A l'est d'une Bretagne entièrement acquise au nouveau président socialiste une ceinture formée de la Manche, de l'Orne, de la Mayenne, du Maine-et-Loire et de la Vendée restent à droite. Il en est de même, parfois d'une courte tête, des régions Centre, Champagne-Ardenne, Franche-Comté, Alsace, Lorraine et Rhône-Alpes (même si Lyon est à gauche). Nicolas Sarkozy conserve la Corse et plusieurs départements du Sud-Est (Bouches-du-Rhône, Alpes Maritimes, Var, Vaucluse, Drôme, Gard et Lozère), ainsi qu'en Ile-de-France, les Hauts de Seine, la Seine-et-Marne et les Yvelines.

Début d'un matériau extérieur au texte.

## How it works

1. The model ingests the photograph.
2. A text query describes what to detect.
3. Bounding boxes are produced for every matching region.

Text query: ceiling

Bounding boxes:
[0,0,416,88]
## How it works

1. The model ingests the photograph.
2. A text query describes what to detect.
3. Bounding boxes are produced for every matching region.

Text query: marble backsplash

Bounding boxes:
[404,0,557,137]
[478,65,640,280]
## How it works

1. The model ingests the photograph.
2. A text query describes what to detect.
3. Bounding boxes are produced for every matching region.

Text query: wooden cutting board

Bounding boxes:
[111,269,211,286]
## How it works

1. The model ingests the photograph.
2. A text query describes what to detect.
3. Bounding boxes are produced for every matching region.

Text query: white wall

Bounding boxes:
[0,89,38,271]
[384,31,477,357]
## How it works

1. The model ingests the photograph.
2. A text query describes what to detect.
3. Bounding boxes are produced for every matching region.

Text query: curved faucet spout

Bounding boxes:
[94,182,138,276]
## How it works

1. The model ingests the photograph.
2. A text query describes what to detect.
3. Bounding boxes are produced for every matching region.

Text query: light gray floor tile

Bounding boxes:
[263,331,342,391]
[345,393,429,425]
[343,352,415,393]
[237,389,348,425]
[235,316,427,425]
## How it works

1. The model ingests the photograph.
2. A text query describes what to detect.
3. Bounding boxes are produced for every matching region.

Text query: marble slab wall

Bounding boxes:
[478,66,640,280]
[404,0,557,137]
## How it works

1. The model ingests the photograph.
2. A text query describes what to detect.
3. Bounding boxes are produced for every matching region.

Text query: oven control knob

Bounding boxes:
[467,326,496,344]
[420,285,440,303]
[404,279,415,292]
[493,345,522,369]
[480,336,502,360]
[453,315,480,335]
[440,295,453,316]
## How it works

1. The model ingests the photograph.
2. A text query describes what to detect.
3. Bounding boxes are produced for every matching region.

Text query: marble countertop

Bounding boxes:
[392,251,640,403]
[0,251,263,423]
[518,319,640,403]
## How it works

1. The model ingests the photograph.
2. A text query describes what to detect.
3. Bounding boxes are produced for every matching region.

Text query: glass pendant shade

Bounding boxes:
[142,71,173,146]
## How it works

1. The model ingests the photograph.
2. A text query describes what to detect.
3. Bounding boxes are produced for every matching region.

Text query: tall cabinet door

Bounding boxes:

Le reste de la France, à commencer par Paris, est majoritairement en faveur de François Hollande, en particulier un large tiers sud-ouest, qui correspond à des terres historiquement de gauche, mais dont une partie ont souvent cédé aux sirènes de la droite dans l'histoire de la Ve République. S'y ajoutent, outre la Bretagne, le Nord-Pas de Calais et, de justesse, la Picardie. L'outre-mer a majoritairement choisi François Hollande. La Guadeloupe et la Réunion sont les deux départements qui ont fourni ses plus beaux scores au candidat socialiste, à plus de 70%.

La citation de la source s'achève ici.